Sunday, May 21, 2017

Court Rules Phone PINs Are Not Protected by the 5th Amendment

Two defendants in an extortion case in Florida have been ordered by Miami-Dade Circuit Court Judge Charles Johnson to turn over the PINs needed to gain access to two of four phones that were seized during the arrest of the defendants. “For me, this is like turning over a key to a safe-deposit box,” Judge Johnson said. The defendants, Hencha Voigt and her former boyfriend Wesley Victor, have argued through their attorneys that to hand over the PINs would violate their 5th amendment right to remain silent and protection from self incriminating testimony in a criminal case. Some privacy advocates have argued that forcing the defendants to disclose to the court what their phone’s PIN code is would also be a 1st amendment violation as well, in that it would be a form of compelled speech.

Judge Johnson’s order follows a precedent set by a 2016 ruling from the Florida Second District Court of Appeals, where a three judge panel ruled that handing over a four digit PIN to an iPhone did not qualify as testimony, and thus was not protected from disclosure to the court under the 5th amendment’s self incrimination clause. Hencha Voidt has been ordered to provide the PIN to her seized iPhone, and Wesley Victor has been ordered to provide the PIN to his seized Blackberry. Prosecutors believe the two used the phones to send text messages to internet celebrity “YesJulz” where they demanded payment of $18,000 or else they would release videos and photographs of a sexual nature that were taken of her.

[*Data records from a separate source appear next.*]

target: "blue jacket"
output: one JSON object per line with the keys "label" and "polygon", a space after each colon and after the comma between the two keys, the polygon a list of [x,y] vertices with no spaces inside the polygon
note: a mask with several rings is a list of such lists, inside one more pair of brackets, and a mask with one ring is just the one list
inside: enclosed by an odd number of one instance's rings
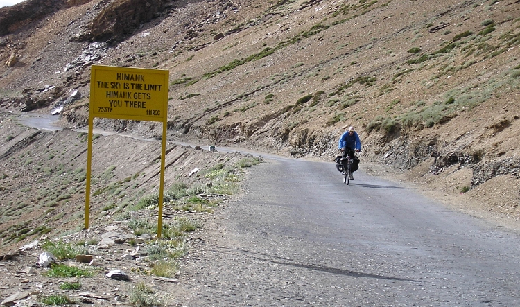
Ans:
{"label": "blue jacket", "polygon": [[349,149],[361,150],[361,141],[359,141],[358,132],[354,131],[352,137],[349,134],[348,130],[341,134],[340,141],[338,142],[338,149],[345,148],[345,147]]}

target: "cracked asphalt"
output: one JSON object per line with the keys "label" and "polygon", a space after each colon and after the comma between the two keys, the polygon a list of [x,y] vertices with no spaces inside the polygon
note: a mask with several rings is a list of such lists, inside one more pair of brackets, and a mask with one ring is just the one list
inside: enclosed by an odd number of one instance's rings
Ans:
{"label": "cracked asphalt", "polygon": [[363,171],[270,156],[183,263],[186,306],[512,306],[518,234]]}

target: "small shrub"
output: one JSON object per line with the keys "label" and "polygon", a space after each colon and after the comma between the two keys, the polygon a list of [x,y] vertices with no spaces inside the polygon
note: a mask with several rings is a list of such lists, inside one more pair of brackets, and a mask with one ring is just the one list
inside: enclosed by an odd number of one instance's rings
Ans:
{"label": "small shrub", "polygon": [[42,273],[49,277],[90,277],[95,274],[96,272],[91,270],[69,267],[64,264],[53,265],[51,270]]}
{"label": "small shrub", "polygon": [[413,54],[415,54],[415,53],[419,53],[419,52],[421,52],[421,49],[420,49],[420,48],[419,48],[419,47],[413,47],[413,48],[410,48],[410,49],[408,49],[408,53],[413,53]]}
{"label": "small shrub", "polygon": [[240,168],[251,167],[254,165],[259,164],[258,157],[248,157],[241,159],[236,162],[236,166]]}
{"label": "small shrub", "polygon": [[480,26],[487,26],[490,25],[494,25],[494,24],[495,24],[495,21],[493,19],[485,19],[485,21],[480,23]]}
{"label": "small shrub", "polygon": [[64,305],[66,304],[73,303],[74,301],[69,299],[65,295],[52,295],[43,296],[40,299],[40,301],[45,305]]}
{"label": "small shrub", "polygon": [[152,274],[161,277],[172,277],[179,270],[179,265],[174,261],[161,260],[153,265]]}
{"label": "small shrub", "polygon": [[83,247],[59,241],[46,241],[42,245],[42,249],[51,253],[58,260],[74,259],[77,255],[88,254]]}
{"label": "small shrub", "polygon": [[64,282],[60,285],[60,289],[61,290],[78,290],[81,288],[81,283],[67,283]]}
{"label": "small shrub", "polygon": [[137,307],[162,307],[165,303],[159,297],[153,289],[144,283],[139,283],[132,290],[130,301]]}
{"label": "small shrub", "polygon": [[300,98],[297,100],[296,100],[296,105],[301,105],[302,103],[305,103],[307,101],[309,101],[311,99],[312,99],[312,98],[313,98],[313,95],[311,95],[311,94],[306,95],[306,96]]}
{"label": "small shrub", "polygon": [[460,188],[460,192],[462,193],[466,193],[469,191],[469,186],[464,186],[462,188]]}

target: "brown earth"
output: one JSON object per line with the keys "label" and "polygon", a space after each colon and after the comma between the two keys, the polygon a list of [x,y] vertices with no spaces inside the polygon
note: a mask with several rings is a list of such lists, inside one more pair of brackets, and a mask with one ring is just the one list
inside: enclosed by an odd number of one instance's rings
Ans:
{"label": "brown earth", "polygon": [[[518,229],[518,1],[145,2],[28,0],[0,9],[8,29],[0,37],[0,254],[44,238],[27,232],[41,225],[52,238],[83,226],[85,135],[28,129],[18,117],[62,105],[60,124],[84,129],[93,64],[170,71],[168,140],[331,161],[339,135],[354,125],[367,172]],[[103,19],[121,8],[132,17]],[[162,134],[161,124],[148,122],[96,119],[94,126]],[[159,142],[128,140],[94,141],[92,173],[107,177],[92,191],[114,188],[92,200],[94,224],[111,224],[144,191],[157,191],[151,161]],[[187,174],[243,158],[170,149],[166,186],[205,182]],[[13,270],[18,279],[2,285],[1,297],[23,285],[20,267]]]}

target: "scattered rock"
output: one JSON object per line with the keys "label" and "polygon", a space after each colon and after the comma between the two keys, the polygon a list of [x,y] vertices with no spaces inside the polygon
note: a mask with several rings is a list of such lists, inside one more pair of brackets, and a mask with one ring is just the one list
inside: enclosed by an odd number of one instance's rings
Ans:
{"label": "scattered rock", "polygon": [[90,263],[94,260],[92,255],[76,255],[76,260],[82,263]]}
{"label": "scattered rock", "polygon": [[14,295],[8,297],[3,301],[2,301],[1,304],[3,306],[12,306],[15,304],[17,305],[17,302],[19,301],[21,301],[22,299],[25,299],[27,297],[28,297],[31,295],[28,292],[23,291],[23,292],[17,292],[15,293]]}
{"label": "scattered rock", "polygon": [[11,55],[9,57],[8,59],[7,59],[7,61],[6,61],[6,66],[8,67],[12,67],[16,64],[16,62],[18,61],[18,58],[16,56],[16,54],[15,53],[12,53]]}
{"label": "scattered rock", "polygon": [[123,271],[121,271],[119,270],[115,270],[113,271],[109,272],[106,277],[110,278],[110,279],[116,279],[118,281],[130,281],[130,279],[128,277],[128,275],[126,274]]}
{"label": "scattered rock", "polygon": [[49,267],[52,263],[55,263],[56,261],[58,261],[58,259],[52,253],[45,252],[40,254],[38,264],[41,267]]}

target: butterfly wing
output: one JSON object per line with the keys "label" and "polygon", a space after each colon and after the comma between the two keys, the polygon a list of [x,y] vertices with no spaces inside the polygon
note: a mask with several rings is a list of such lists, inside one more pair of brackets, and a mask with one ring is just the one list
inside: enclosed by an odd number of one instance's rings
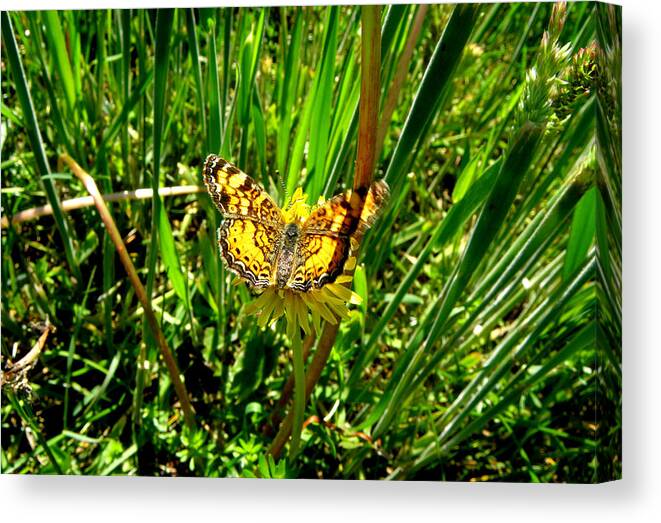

Other courts have ruled the 5th amendment does apply in such situations. A federal court in Pennsylvania ruled, in the 2015 case of SEC v. Huang, that a defendant could not be compelled to disclose the PIN to their phone, and that to compel disclosure would violate the defendant’s 5th amendment protection from self incrimination. While the Third Circuit Court of Appeals ruled against disclosing phone password’s in SEC v. Huang, that same court recently unanimously ruled that a defendant could be forced to disclose passwords to a device which held incriminating evidence. In that case, a former Philadelphia police officer is being held indefinitely until he discloses the passwords to two hard drives that he had encrypted using Apple’s FileVault. The court argued in that case that it was a foregone conclusion that child pornography is located on the two hard drives.

“This is a fishing expedition. … You are asking my client to be compelled to divulge her thought process. This is not a fingerprint, or a blood sample for DNA purposes. … It’s what is in her mind and what we believe can be incriminating and a violation of her right to remain silent,” Kertch Conze, Voigt’s attorney, told the judge. Zlejka Bozanic, the attorney for Victor, agreed that turning over a phone’s PIN was testimonial in nature and different from providing a fingerprint or DNA. Other courts have ruled that devices which are unlocked using biometrics, such as through a fingerprint scanner, are not protected by the 5th amendment and that disclosure of of fingerprints is not testimonial in nature. One such ruling came in 2014 from a Circuit Court judge in Virginia. Earlier this year, the Minnesota Court of Appeals ruled that a defendant could be ordered to provide their fingerprints in order to unlock a seized phone. The Minnesota court agreed that disclosing the fingerprints was no different than being ordered to provide a blood sample or a handwriting sample. Similar cases where defendants were ordered to use their fingerprints to unlock phones occurred in California last year as well.

Bozanic has stated that her client, Wesley Victor, does not remember the PIN to his Blackberry and thus will not be able to comply with the court’s order. Both the attorney for Voidt and the attorney for Victor believe the issue of courts compelling defendants to turn over PINs and passwords will go all the way to the United States Supreme Court. As there is currently no consensus among state and federal courts across the country, it is inevitable that a case such as this will eventually be heard by the high court to decide once and for all if the 5th amendment will apply in the digital age.